No encontró ningún intruso en el salón. Tampoco en la cocina. Miró hacia la puerta, preguntándose si lo habría soñado. El pestillo de seguridad estaba descorrido. No había sido un sueño. Alguien había entrado... o salido.
Corrió hasta la habitación de David derribando un jarrón por el camino y el ruido que hizo el objeto al hacerse añicos contra el suelo coincidió con el crujido en su cerebro al descubrir que su hijo había desaparecido.

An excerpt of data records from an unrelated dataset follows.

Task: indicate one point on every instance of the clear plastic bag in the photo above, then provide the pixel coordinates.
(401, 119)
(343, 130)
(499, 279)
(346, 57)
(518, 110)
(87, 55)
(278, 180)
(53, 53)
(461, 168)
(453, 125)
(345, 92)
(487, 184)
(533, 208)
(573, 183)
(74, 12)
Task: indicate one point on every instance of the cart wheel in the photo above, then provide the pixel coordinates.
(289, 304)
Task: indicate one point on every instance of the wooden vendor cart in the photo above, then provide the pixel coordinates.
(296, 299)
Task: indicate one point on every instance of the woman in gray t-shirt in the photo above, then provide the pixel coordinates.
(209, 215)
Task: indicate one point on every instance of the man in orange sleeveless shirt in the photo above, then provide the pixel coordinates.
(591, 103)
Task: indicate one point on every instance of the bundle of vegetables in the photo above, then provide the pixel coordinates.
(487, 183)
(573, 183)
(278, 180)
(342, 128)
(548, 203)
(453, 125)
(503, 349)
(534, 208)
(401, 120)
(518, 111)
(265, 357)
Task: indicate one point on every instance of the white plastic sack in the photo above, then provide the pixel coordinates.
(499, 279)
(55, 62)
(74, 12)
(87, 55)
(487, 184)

Como Jonathan era psiquiatra y recibía a la mayoría de sus pacientes en casa, lo primero que le vino a la mente fue que alguno de ellos se había llevado a David a la fuerza. Hacía dos años se había ocupado del caso de una mujer, Clarisse Monroe, junto con dos psicólogos y el médico de familia de la paciente. A veces las características del caso obligaban a que los especialistas se coordinaran, formando un equipo multifactorial. Clarisse Monroe había sido diagnosticada en un primer momento de una depresión alucinatoria grave persistente, aparentemente sin causas físicas. Jonathan había entrado en el caso al descubrir, el psicólogo de Clarisse, que la mujer había abusado en su juventud de todo tipo de drogas y fármacos. Sin embargo, en los escáneres cerebrales no se detectaron daños vasculares por cocaína, lo que podría haber explicado las visiones de Clarisse.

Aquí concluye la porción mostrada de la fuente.